Gauging whether the outreach is improving the group's image among Fallujah residents is difficult. Several residents who spoke to The Associated Press said they fear the militants and want police control to return. Some said they are happy with the group's activities, but all spoke on condition of anonymity, fearing for their own safety.

"The ISIL people are providing security to Fallujah residents after policemen left," said Abu Abdullah, a shop owner who offered only his nickname. He said shoppers can reach his store more easily after fighters removed blast walls blocking the street.

ISIL took control of Fallujah, one of the main cities in Iraq's western, Sunni-dominated Anbar province, in late December. The turmoil began when security forces arrested a Sunni lawmaker sought on terrorism charges, then dismantled a year-old Sunni anti-government protest camp. Clashes erupted with security forces.

To ease tension, the government ordered the army to hand over security duties in Anbar to local police. But militants took the opportunity to drive out the police and overrun Fallujah, just 65 kilometers (40 miles) west of Baghdad, and parts of the nearby provincial capital, Ramadi.

Nearly three months later, government forces have been unable to retake Fallujah.
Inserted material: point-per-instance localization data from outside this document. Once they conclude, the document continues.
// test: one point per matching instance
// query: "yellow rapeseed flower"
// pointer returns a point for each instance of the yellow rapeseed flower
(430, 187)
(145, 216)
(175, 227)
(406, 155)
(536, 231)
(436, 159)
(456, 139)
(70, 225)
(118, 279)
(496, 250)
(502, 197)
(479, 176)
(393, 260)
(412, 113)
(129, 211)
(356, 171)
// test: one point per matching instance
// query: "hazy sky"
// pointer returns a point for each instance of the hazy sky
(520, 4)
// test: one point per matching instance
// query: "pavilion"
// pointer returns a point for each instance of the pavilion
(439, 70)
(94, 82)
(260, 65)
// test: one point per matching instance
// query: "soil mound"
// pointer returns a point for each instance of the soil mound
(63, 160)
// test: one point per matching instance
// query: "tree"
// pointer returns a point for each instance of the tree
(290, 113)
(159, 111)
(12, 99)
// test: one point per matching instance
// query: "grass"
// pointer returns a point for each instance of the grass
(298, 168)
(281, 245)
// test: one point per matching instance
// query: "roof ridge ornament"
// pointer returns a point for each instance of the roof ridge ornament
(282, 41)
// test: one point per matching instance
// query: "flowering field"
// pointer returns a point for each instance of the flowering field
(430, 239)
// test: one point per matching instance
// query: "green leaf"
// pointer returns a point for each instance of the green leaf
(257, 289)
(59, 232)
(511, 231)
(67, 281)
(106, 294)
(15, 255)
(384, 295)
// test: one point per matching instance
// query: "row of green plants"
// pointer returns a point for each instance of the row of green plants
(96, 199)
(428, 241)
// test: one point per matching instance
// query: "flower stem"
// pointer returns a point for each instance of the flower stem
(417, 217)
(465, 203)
Government offices have been shut and a number of police stations have been demolished. Only schools and the directorates of health, electricity and the municipality remain operational, according to residents.

Control rests with two groups: ISIL and the Military Council For Tribal Revolutionaries. The tribal council is a mixture of tribal representatives and militants drawn mainly from the Saddam-era army. They don't pledge allegiance to ISIL, but avoid confronting them. ISIL was al-Qaida's main affiliate in Iraq but was recently disavowed by the global terrorist group after it expanded to fight in the civil war in neighboring Syria.

ISIL fighters in Fallujah protect key buildings such as banks and real estate offices. Recently, a senior ISIL leader joined local officials and tribal leaders in reopening a primary school. He expressed a readiness to help with fix up the school, provide it with desks and chalkboards, and offer protection.

With the collapse of the judicial system, they established a religious court to solve disputes among residents.

The hand amputation underlined the group's intention to show a tough-on-crime approach. But apparently to avoid alienating residents, ISIL has so far avoided enforcing some of the other most extreme aspects of its hard-line interpretation of Islamic law, overlooking some practices it considers "haram," or forbidden, several residents said. Barbers who trim beards are not being closed down, and women -- who usually wear headscarves in the conservative city -- are not forced to take on the even more conservative face-veil, for example.